Jason Smith, an employee of the Company, is the son of Frederick Smith. Frederick Smith is a Vice President of the Company and a member of the Company's Board of Directors. Jason Smith received total compensation of $0.6 million, consisting of salary and bonus, for the year ended December 31, 2022 and $0.2 million, consisting of salary and bonus, for each of the years ended December 31, 2021 and 2020, and was granted RSAs with respect to 2,239 shares and 355 shares, vesting over two years, for the years ended December 31, 2022 and 2021, respectively. Ethan White, an employee of the Company, is the son-in-law of J. Duncan Smith. J. Duncan Smith is a Vice President of the Company and Secretary of the Company’s Board of Directors. Ethan White received total compensation of $0.1 million, consisting of salary and bonus, for each of the years ended December 31, 2022, 2021, and 2020. Amberly Thompson, an employee of the Company, is the daughter of Donald Thompson. Donald Thompson is an Executive Vice President and Chief Human Resources Officer of the Company. Amberly Thompson received total compensation of $0.1 million, consisting of salary and bonus, for the year ended December 31, 2022 and $0.2 million, consisting of salary and bonus, for each of the years ended December 31, 2021 and 2020. Edward Kim, an employee of the company, is the brother-in-law of Christopher Ripley. Christopher Ripley is the President and Chief Executive Officer of the Company. Edward Kim received total compensation of $0.2 million, consisting of salary, for each of the years ended December 31, 2022 and 2021 and $0.1 million, consisting of salary, for the year ended December 31, 2020 and was granted RSAs with respect to 302 shares, vesting over two years, for the year ended December 31, 2022.

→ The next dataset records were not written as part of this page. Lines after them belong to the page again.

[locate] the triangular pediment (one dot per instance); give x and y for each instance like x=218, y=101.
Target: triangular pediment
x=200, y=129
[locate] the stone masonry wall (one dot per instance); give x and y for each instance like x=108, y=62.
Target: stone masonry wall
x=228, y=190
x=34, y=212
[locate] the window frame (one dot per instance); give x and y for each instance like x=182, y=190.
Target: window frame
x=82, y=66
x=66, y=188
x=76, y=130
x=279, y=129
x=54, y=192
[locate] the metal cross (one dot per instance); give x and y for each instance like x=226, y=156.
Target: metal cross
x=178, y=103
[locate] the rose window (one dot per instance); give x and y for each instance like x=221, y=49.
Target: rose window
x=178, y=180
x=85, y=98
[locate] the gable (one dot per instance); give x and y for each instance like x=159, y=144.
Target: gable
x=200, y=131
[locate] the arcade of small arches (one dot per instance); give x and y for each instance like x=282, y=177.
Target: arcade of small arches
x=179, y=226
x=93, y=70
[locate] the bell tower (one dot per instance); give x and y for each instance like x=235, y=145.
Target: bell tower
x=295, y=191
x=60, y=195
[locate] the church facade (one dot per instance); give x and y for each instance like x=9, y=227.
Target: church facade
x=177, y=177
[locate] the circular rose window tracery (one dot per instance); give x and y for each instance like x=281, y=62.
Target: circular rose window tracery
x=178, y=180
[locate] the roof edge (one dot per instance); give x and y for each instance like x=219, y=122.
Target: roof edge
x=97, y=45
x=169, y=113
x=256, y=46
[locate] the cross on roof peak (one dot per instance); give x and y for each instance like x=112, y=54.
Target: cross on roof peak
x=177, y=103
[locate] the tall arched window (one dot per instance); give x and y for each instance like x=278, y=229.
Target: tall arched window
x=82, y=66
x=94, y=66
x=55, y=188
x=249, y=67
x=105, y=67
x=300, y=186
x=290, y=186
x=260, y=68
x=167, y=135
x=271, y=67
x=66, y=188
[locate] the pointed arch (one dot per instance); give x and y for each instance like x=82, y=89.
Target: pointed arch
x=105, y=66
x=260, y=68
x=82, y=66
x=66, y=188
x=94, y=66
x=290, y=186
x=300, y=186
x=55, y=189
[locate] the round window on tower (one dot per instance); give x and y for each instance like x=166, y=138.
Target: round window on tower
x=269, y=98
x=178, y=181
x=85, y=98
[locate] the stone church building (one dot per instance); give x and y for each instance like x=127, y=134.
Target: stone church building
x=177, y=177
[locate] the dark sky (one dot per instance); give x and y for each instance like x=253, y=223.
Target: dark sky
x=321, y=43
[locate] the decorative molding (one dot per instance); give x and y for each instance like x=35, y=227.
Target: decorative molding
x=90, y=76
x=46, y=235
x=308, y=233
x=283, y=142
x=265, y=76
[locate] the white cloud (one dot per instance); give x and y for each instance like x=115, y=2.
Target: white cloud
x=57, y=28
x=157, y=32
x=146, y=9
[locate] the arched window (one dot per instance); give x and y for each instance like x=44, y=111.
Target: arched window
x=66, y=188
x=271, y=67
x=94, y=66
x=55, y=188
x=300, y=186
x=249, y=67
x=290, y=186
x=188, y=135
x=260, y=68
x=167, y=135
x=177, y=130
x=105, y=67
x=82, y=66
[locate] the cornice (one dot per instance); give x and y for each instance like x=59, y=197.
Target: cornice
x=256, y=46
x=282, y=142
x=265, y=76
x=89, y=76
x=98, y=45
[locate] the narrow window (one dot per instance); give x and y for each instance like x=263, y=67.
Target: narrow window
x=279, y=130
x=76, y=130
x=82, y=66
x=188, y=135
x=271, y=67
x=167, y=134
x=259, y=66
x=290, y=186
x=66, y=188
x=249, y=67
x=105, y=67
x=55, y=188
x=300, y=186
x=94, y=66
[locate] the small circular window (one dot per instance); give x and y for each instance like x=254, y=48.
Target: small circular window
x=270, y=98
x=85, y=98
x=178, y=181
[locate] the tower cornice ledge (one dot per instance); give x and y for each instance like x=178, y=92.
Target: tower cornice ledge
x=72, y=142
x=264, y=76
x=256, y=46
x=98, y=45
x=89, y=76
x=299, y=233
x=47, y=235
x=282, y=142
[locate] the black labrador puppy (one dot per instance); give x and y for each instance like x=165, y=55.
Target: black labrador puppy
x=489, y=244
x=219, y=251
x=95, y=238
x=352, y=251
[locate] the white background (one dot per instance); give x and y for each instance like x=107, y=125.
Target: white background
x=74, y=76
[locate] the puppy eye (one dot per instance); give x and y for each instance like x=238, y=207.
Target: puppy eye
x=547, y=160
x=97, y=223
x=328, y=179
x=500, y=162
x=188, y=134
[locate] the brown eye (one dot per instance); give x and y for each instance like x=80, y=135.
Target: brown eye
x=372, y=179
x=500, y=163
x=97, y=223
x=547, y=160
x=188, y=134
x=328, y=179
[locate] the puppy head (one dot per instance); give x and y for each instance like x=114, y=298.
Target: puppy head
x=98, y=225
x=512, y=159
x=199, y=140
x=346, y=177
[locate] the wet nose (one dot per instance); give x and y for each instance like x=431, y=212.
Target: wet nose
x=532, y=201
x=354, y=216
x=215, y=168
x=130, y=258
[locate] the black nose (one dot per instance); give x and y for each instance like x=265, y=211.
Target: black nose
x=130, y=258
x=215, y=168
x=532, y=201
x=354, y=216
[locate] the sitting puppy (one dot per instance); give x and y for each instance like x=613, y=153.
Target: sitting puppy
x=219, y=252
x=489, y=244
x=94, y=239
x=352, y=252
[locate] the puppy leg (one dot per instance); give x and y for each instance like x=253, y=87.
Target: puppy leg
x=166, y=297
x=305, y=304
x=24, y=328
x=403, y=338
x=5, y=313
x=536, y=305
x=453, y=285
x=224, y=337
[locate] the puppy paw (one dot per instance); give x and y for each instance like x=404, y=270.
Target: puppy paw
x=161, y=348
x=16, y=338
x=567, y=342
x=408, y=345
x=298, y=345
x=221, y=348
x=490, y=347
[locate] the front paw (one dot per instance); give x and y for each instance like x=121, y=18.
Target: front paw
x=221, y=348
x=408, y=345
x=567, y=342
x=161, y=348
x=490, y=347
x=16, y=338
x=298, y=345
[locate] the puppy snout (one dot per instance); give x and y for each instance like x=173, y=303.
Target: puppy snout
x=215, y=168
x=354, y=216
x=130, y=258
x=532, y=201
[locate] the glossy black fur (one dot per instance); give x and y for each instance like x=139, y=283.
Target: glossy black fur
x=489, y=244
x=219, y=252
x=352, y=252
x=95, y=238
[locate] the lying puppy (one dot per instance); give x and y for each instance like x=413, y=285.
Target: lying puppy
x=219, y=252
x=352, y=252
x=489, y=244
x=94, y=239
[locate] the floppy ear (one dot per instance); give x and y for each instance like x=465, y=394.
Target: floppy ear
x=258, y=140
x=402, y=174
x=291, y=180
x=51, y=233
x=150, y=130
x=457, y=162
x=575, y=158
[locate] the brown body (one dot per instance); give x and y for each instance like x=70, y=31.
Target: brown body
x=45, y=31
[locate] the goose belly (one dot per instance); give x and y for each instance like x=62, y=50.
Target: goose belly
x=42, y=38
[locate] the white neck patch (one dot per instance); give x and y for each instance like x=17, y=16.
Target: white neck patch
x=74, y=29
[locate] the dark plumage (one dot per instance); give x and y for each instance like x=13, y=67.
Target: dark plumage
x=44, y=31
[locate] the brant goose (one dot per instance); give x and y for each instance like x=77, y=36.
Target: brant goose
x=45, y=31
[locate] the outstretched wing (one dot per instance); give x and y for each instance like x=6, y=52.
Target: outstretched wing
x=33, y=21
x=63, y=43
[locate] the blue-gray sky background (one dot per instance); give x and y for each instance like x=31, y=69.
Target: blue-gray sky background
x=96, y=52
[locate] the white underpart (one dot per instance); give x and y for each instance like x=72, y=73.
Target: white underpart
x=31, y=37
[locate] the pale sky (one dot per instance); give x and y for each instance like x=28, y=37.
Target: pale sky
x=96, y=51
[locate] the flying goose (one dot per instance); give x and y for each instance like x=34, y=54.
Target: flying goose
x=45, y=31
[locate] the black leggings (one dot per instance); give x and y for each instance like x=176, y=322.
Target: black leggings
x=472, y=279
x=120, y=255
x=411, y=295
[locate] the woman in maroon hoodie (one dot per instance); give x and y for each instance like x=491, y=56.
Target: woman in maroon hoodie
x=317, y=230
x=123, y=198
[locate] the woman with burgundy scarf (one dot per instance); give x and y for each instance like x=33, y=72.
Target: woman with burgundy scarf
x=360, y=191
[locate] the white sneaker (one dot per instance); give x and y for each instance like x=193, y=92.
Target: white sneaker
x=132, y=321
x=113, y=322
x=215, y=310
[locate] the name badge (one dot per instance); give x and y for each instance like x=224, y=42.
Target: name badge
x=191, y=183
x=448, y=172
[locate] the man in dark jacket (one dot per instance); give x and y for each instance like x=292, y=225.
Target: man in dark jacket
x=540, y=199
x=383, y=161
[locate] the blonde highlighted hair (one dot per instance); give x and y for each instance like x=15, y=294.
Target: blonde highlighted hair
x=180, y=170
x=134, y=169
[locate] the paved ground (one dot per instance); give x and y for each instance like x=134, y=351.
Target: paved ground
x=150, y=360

Frederick Smith, a Vice President of the Company and a member of the Company’s Board of Directors, is the brother of David Smith, Executive Chairman of the Company and Chairman of the Company’s Board of Directors; J. Duncan Smith, a Vice President of the Company and Secretary of the Company’s Board of Directors; and Robert Smith, a member of the Company’s Board of Directors. Frederick Smith received total compensation of $1 million for each of the years ended December 31, 2022, 2021, and 2020, consisting of salary, bonus, and earnings related to Frederick Smith’s participation in the Company's deferred compensation plan. J. Duncan Smith, a Vice President of the Company and Secretary of the Company’s Board of Directors, is the brother of David Smith, Executive Chairman of the Company and Chairman of the Company’s Board of Directors; Frederick Smith, a Vice President of the Company and a member of the Company’s Board of Directors; and Robert Smith, a member of the Company’s Board of Directors. J. Duncan Smith received total compensation of $1 million for each of the years ended December 31, 2022, 2021, and 2020, consisting of salary and bonus.